The word “banns” comes from a middle English word meaning “proclamation”. So “banns of marriage” is just an archaic way of saying “public announcement of plans to get married”. One might think that the word banns would be dropped in favor of a more up-to-date word, especially given how close “banns” is to “bans” – the spelling is different, but the pronunciation is the same.
Churches tend to be very attached to certain words, like banns. That can have an effect on translation.
Imagine a place where the Gospel has never been preached. Missionaries come and preach to the people through interpreters. The missionary doing the preaching uses the word “sin” and the interpreter has to find the equivalent word in the language. Very often and unfortunately, the interpreter has to find the word on the fly with no preparation. So he chooses a word. It might be a good choice and it might not. Unfortunately, few missionaries take the time to consider what words their interpreters are using for key Bible concepts. The interpreter picks words for other key ideas – salvation, savior, heaven, Holy Spirit, etc. using this same haphazard process.
It was in this hit and miss way that specific local words for key Bible concepts were “chosen” in some places. And sometimes those first choices stuck and became tradition, just like banns. In contrast, the method used to chose key terms for English was quite different. Many of them were chosen by an Oxford scholar who knew Hebrew and Greek – the languages in which the Bible was written. That scholar was William Tyndale.
Places where there are Christians, but not yet a translation of the Bible, the accidental process by which words are chosen for key Bible concepts sometimes had the result that different churches use different words than others for the same Bible concept.

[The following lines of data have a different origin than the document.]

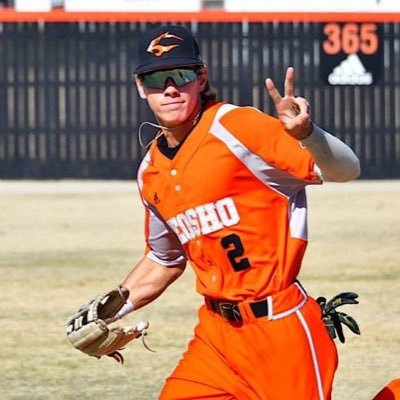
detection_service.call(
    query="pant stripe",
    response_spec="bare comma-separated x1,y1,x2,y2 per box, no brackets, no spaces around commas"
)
296,309,325,400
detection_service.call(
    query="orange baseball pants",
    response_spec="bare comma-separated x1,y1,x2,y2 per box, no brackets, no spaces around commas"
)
159,283,338,400
373,379,400,400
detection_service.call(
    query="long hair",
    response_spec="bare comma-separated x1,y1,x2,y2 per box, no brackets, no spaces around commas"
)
196,66,218,105
201,79,218,104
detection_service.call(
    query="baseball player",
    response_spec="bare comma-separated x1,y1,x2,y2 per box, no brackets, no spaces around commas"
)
74,25,361,399
373,378,400,400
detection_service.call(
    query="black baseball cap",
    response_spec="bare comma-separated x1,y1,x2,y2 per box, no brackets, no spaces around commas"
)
134,25,204,75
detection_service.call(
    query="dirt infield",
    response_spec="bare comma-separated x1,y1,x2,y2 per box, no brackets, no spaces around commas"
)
1,179,399,399
1,179,400,194
0,180,138,194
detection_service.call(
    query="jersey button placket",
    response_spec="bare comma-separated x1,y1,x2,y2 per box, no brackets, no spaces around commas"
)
170,168,181,192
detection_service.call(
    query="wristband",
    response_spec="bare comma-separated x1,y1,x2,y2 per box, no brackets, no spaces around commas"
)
117,298,135,319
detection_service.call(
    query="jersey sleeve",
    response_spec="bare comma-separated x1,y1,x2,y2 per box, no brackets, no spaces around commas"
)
143,204,187,267
219,106,321,184
136,153,187,267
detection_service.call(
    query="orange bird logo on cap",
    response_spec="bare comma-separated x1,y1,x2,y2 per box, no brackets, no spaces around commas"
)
146,32,183,57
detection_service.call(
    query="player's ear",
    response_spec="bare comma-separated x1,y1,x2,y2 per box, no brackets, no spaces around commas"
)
197,67,208,92
134,75,147,99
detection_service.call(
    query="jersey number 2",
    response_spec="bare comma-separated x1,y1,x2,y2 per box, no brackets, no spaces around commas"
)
220,234,251,272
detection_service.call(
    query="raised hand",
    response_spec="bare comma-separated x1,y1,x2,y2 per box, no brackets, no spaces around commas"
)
265,67,313,140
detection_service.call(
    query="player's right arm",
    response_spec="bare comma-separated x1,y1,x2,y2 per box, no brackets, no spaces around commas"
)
113,193,188,317
121,255,186,311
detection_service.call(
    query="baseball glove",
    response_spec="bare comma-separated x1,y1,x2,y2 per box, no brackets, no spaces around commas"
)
316,292,361,343
66,286,149,363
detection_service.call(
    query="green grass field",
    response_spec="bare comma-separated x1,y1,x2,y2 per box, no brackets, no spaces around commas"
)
0,180,399,400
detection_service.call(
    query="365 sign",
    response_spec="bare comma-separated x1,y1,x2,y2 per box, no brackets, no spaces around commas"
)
320,23,382,85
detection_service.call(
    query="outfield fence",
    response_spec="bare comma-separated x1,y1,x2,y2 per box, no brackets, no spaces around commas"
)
0,11,399,178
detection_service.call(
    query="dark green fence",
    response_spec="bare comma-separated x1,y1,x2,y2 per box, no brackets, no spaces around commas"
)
0,21,399,178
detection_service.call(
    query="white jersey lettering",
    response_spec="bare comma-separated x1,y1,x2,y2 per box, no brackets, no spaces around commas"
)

Bible translators have to sort this out. Each church may be quite attached to the words it uses. It may not even have thought about the slapdash way the words were chosen nor have considered that there are better words than the ones they use. As we have seen with banns, church tradition in the use of words can be very important to people. If the translators are not careful, some people might reject at translation if it does not use the words they prefer, even when their those words do not have the right meaning. In insisting on their words, church leaders and Christians will say that they are protecting good teaching. In reality, they are protecting their tradition.
Pray for Bible translators. In the matter of key Bible terms, they not only have to find the best words, they often end up having to be negotiators and peacemakers to the get best words accepted over church tradition.